Oleh : Rismayana (Aktivis Muslimah)
Pandemi Covid-19 bukannya semakin berhenti, malah semakin menjadi. Pada Selasa 27 Juni 2021 Badan Penanggulangan Bencana Daerah Kota Medan kembali merilis data kasus Covid. Dari hasil data BPBD Kota Medan angka yang terkonfirmasi positif covid kembali mencapai 670 kasus per hari.
Total penambahan kasus pada Selasa 27/07/2021 yakni 25.874 kasus. Sementara angka suspek di Medan meningkat 32 kasus menjadi 405 kasus suspek, angka kesembuhan meningkat menjadi 342 menjadi 19.753 kasus. Sementara angka kematian meningkat 1 kasus menjadi 666 kasus.
Walikota Medan, Bobby Nasution mengatakan angka kekritisan tempat tidur bagi pasien covid-19 di rumah sakit atau Bed Occupancy Rate (BOR) di kota Medan Meningkat.
Untuk menekan dan memutus laju mata rantai Covid-19 Bobby Nasution selaku Walikota mengajak dan menghimbau warganya untuk bersama-sama tetap mengikuti protokol kesehatan. Bobby mengatakan walaupun pelonggaran di beberapa kegiatan ekonomi itu pun hanya kegiatannya yang dilonggarkan bukan kegiatan prokesnya.
Bobby juga mengatakan pihaknya akan menindak tegas pelaku usaha ataupun perkantoran yang melanggar protokol kesehatan yang berlaku, jadi dengan memperketat protokol kesehatan kita tidak akan mengorbankan perekonomian demi memutus mata rantai Covid-19, jadi tidak ada yang dikorbankan, harus ada titik temu dan upaya kedepannya “kata Bobby Nasution (medan.tribunnews.com, 27/07/2021).
Inilah kesalahan dari sistem Kapitalis Sekuler, di mana pemerintah dalam menangani wabah ini saja tidak mampu menyelesaikan secara tuntas, contohnya dalam membuat kebijakan PPKM, dalam penerapannya, pemerintah dibarengi dengan adanya bantuan kebutuhan pokok masyarakatnya, walaupun itu sifatnya hanya sementara dan diskriminatif.
Sehingga hal ini tidak menjadi solusi untuk pemulihan ekonomi rakyat, alhasil masyarakat berjuang sendiri untuk memenuhi kebutuhan hidupnya sehingga dampaknya semakin banyak zona merah dan semakin banyak masyarakat yang terinfeksi Virus Covid-19.
Di dalam penanganan wabah pandemi, sistem Islam sangat mengedepankan keselamatan rakyatnya lebih utama daripada urusan yang lainnya.
Dalam menangani wabah pandemi kepala negara (Khalifah) akan secara serius mengendalikan wabah dengan menutup akses masuk ke dalam dan keluar daerah yang terkena wabah tanpa mementingkan lagi untung rugi dalam perekonomian.
Karena yang terpenting saat ini adalah memutus rantai penyebaran dan secara cepat melakukan lockdown, tanpa membebani kebutuhan rakyatnya.
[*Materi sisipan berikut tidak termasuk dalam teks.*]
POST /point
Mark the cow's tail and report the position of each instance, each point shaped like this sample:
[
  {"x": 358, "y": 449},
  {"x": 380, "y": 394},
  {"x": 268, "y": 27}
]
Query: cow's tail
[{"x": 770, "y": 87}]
Karena negaralah yang menjadi perisai (Junnah) bagi rakyatnya. Karena fungsi pemimpin (Khalifah) bukan sekedar menjaga rakyatnya tetapi menjaga agama dan juga menegakkan hukum syariat Islam.
Rasulullah SAW pernah bersabda:
“Setiap orang adalah pemimpin dan akan diminta pertanggungjawaban atas kepemimpinannya. Seorang kepala negara adalah pemimpin atas rakyatnya dan akan diminta pertanggungjawaban perihal rakyat yang dipimpinnya. Seorang suami adalah pemimpin atas anggota keluarga yang dipimpinnya dan akan ditanya perihal keluarga yang dipimpinnya. Seorang istri adalah pemimpin atas rumah tangga dan anak-anaknya dan akan ditanya perihal pertanggungjawabannya, seorang pembantu rumah tangga adalah bertugas memelihara barang milik majikannya dan akan ditanya atas pertanggungjawabannya. Dan kamu sekalian pemimpin dan akan ditanya atas pertanggungjawabannya”. (HR Muslim).
Wallahualam bisawab.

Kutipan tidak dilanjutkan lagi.